His name was Andre.
At the time it seemed like the name of an artist. The image I have is something like a Rembrandt self portrait. A rumpled, stained smock and a big floppy (maybe velvet) hat. Not that Andre actually dressed like that, but his baggy old jacket and beret combined with his artistic attitude to suggest something more profound. I was told that he was “White Russian”, whatever that means. The implication was that he had come from a royal family of some sort, that had had the good sense to leave Russia during the revolution. He was in his 80’s when I knew him in 1960.
He had a male partner whose name I can not recall. He had been the lead architect for San Diego’s widely known Balboa Park and was a pleasant, quiet sort of guy compared to Andre’s broad overstatement and bluster.
They were friends of friends and we became acquainted during a party at an improvised castle perched on the cliffs of Pt Loma overlooking the Pacific Ocean. (Where I was living in a guest house.) In the course of the evening Andre reveled (to me and everyone else) that he had rented a half dozen garages some years ago to store the excess furniture that had resulted when he and his partner had moved into more modest accommodations. During the next few days they planned to sort through the stuff and try to trim it down to one or two fewer garages.
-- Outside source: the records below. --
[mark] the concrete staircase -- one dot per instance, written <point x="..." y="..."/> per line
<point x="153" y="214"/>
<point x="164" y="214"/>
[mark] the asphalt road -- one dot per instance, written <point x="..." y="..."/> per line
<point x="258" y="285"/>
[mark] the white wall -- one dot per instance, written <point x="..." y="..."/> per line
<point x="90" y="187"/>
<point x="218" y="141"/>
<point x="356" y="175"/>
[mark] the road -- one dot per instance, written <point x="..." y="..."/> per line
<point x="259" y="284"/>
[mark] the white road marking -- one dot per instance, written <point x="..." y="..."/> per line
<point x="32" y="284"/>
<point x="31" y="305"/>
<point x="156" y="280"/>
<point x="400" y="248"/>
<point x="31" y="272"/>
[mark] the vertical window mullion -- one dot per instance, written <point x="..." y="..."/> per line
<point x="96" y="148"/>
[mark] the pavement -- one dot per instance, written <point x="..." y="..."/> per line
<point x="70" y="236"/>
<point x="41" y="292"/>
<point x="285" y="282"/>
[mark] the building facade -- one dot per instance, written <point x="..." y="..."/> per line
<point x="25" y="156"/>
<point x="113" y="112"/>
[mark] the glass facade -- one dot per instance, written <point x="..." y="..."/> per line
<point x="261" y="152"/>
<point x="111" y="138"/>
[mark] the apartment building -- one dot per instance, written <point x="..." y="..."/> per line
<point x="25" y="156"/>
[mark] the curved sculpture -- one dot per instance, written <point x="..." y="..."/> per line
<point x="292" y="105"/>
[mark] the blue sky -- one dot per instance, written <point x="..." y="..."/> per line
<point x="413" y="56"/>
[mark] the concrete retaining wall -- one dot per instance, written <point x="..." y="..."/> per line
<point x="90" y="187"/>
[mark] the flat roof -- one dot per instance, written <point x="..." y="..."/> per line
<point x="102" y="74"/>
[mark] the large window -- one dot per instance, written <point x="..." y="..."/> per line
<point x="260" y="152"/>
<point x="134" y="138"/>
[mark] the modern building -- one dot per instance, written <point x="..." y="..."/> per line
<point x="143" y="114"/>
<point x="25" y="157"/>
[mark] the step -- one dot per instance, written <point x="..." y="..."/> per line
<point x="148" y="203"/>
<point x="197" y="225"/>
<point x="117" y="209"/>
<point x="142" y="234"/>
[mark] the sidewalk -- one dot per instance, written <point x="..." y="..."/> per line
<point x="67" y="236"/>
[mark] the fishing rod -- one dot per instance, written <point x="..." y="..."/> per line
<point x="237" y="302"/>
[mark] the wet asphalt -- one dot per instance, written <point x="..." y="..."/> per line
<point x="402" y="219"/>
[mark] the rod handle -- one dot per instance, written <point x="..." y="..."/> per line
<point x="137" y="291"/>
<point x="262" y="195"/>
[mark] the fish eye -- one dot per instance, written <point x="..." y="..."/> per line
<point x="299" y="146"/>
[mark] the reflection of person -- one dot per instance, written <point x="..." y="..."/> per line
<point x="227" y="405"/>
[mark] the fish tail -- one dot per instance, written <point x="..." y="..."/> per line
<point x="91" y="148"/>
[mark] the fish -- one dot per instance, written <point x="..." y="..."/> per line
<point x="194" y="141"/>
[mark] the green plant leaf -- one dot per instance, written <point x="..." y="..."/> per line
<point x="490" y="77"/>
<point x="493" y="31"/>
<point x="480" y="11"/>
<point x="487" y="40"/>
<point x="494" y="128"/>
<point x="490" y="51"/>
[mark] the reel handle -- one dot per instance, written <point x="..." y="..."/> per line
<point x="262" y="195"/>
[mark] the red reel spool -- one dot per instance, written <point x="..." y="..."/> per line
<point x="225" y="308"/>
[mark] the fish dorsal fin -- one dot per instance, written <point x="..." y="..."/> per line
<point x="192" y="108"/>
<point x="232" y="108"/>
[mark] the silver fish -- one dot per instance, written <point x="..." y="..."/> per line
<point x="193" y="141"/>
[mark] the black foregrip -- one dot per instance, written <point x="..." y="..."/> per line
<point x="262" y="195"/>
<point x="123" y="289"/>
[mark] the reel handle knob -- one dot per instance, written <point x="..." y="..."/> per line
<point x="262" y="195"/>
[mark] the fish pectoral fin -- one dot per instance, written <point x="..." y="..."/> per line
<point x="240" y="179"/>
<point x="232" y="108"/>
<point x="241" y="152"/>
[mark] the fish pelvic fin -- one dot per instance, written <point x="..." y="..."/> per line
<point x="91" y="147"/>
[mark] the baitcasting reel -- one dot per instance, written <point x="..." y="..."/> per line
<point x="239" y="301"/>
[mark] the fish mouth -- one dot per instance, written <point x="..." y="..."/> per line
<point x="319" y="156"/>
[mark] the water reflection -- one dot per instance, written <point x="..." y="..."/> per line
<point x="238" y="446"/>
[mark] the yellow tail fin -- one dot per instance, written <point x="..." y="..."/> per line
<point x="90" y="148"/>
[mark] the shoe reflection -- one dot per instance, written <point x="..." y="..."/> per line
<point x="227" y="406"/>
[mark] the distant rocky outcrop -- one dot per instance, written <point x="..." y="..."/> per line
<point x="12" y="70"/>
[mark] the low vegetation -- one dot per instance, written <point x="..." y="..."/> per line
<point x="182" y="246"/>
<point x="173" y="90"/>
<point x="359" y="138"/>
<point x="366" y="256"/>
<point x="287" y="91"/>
He thought it would be delightful good fun to play “musical garages” and invited us all to join the enterprise. Since I had some time on my hands I decided to “give it a shot”.
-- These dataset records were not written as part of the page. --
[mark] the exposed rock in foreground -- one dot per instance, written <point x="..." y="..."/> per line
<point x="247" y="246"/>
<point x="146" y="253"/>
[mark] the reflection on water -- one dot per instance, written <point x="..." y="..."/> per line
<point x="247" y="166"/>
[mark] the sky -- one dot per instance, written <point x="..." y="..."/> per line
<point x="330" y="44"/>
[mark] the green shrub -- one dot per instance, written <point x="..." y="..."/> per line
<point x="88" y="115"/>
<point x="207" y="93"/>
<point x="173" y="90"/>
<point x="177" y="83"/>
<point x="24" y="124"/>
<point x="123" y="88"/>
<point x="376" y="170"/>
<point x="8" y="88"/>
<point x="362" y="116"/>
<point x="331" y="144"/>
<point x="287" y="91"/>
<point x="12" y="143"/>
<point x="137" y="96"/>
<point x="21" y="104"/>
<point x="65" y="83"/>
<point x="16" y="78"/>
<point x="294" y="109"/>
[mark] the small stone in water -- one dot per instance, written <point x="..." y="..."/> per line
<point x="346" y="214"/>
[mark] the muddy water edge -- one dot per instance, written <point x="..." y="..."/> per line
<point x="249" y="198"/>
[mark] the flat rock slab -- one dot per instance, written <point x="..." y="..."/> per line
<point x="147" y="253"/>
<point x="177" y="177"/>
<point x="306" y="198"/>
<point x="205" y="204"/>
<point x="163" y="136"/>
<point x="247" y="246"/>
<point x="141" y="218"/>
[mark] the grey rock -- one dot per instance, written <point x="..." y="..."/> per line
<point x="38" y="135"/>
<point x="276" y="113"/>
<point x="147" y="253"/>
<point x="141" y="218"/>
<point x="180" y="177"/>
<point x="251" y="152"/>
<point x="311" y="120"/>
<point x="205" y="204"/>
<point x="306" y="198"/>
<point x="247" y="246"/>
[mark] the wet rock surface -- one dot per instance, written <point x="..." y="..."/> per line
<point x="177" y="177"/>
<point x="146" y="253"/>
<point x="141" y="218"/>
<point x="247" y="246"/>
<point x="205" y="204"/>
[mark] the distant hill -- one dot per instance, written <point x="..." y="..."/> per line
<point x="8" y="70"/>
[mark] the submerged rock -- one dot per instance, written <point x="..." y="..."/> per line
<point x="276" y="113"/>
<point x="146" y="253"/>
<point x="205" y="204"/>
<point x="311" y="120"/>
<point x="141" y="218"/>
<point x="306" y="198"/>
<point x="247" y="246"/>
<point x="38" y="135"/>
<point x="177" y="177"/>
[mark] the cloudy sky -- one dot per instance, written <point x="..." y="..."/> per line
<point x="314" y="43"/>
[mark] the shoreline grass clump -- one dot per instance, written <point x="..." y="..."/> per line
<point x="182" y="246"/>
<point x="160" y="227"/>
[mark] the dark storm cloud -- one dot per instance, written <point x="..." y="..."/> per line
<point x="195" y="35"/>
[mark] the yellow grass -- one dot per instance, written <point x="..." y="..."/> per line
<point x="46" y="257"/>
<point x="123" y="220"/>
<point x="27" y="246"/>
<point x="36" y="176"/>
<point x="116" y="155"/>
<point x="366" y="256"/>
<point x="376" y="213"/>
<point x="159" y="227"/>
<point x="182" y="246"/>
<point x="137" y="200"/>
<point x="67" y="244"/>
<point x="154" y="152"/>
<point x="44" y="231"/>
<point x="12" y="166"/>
We only had one old pickup truck so the process got kind of involved. And Andre hated to part with any of his treasures. Eventually we managed to eliminate one garage and I ended up with an old redwood bench.
It was beautiful. It clearly had spent it’s entire life outdoors in the sun and rain. It was about one and a half feet high, a foot or so wide and about three feet long. The color had weathered to a wonderful silver-gray and the softer part of the wood grain had shrunk leaving the harder part of the grain more exposed.
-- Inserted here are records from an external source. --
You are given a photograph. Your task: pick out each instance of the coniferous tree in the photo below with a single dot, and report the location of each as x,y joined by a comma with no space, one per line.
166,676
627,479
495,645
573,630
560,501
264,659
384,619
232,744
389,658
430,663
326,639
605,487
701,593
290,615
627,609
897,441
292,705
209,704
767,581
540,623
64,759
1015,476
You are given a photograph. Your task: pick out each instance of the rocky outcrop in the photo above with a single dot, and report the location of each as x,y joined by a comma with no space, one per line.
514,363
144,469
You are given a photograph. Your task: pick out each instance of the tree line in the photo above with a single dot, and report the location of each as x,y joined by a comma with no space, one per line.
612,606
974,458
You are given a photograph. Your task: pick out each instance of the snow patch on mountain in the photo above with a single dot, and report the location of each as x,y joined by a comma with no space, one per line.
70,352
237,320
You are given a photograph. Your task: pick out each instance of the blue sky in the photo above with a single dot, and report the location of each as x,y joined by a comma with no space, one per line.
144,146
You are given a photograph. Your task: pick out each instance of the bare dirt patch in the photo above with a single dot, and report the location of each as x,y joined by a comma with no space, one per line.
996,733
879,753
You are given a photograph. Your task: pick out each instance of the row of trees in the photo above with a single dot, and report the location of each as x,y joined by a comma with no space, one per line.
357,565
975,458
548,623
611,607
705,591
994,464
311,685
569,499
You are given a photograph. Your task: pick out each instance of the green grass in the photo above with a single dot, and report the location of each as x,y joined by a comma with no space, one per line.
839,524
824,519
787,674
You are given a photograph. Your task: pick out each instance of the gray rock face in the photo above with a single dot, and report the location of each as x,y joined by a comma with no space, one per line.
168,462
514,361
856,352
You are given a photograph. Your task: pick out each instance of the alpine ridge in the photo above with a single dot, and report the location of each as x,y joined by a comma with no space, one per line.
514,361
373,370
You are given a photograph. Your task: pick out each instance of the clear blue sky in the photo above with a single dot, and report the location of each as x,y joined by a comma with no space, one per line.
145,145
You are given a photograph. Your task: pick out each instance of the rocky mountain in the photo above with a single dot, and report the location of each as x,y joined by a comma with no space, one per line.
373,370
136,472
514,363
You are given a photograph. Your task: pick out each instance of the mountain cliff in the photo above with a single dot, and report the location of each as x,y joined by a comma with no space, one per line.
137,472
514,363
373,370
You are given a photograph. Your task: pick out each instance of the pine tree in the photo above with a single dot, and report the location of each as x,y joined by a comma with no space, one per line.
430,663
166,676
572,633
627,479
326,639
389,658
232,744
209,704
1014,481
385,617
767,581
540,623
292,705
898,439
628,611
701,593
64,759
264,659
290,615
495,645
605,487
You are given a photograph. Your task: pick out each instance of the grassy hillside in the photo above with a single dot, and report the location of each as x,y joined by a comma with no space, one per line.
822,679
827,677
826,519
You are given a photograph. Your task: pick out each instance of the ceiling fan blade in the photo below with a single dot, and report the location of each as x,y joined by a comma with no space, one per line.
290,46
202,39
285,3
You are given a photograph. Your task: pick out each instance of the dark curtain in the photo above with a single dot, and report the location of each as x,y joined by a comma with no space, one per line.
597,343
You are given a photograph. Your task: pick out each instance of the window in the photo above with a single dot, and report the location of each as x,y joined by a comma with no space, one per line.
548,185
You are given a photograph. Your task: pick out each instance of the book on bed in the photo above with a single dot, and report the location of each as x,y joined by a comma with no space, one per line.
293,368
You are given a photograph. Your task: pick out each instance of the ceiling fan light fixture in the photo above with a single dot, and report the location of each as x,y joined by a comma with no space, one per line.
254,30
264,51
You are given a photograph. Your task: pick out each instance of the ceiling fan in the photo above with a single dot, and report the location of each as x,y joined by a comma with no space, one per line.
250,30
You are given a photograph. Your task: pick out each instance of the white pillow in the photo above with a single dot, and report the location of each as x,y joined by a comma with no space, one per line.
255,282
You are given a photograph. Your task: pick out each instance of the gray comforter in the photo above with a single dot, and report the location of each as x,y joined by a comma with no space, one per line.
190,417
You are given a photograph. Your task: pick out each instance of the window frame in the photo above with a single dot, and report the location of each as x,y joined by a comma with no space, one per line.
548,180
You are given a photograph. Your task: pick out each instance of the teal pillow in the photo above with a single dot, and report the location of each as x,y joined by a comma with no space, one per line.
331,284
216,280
At the end of the summer when I returned to Berkeley to continue my graduate studies at the university I took the bench with me. When I think back on it now, it is sort of a shame, but I ended up sanding away the beautiful weathered grey surface and the raised grain. I then applied a couple of coats of furniture finishing oil and the bench glowed with rich redness that gives the wood it’s name.
The bench was about the only solid piece of furniture my wife Cecilia had during our time at the university. After I graduated we spent some time abroad and the bench had to fend for itself. We eventually returned to Berkeley and after a couple years we bought an old redwood shingled house (do you see a pattern here) near Live Oak Park in the north part of town. The bench was right at home there and it assumed the duties of “coffee table” in front of the small couch in the living room.
Life goes on, and after a few years we adopted three girls, a sibling group - two fraternal twins and a younger sister. After a couple more years I fled the strains of family life and then a few years later the children also decided to leave. Cecilia and I divorced and she inherited the house and the redwood bench.
Not much is known about how things were for the bench until more than thirty years later when,almost by accident, we learned that Cecilia had died and the house was sitting empty and the bench was alone again. My daughter Katie drove down from Portland OR to put things in order and took the bench back home with her. I doubt it suits her decor, but for now, it is home and it will have to do until the next adventure comes along.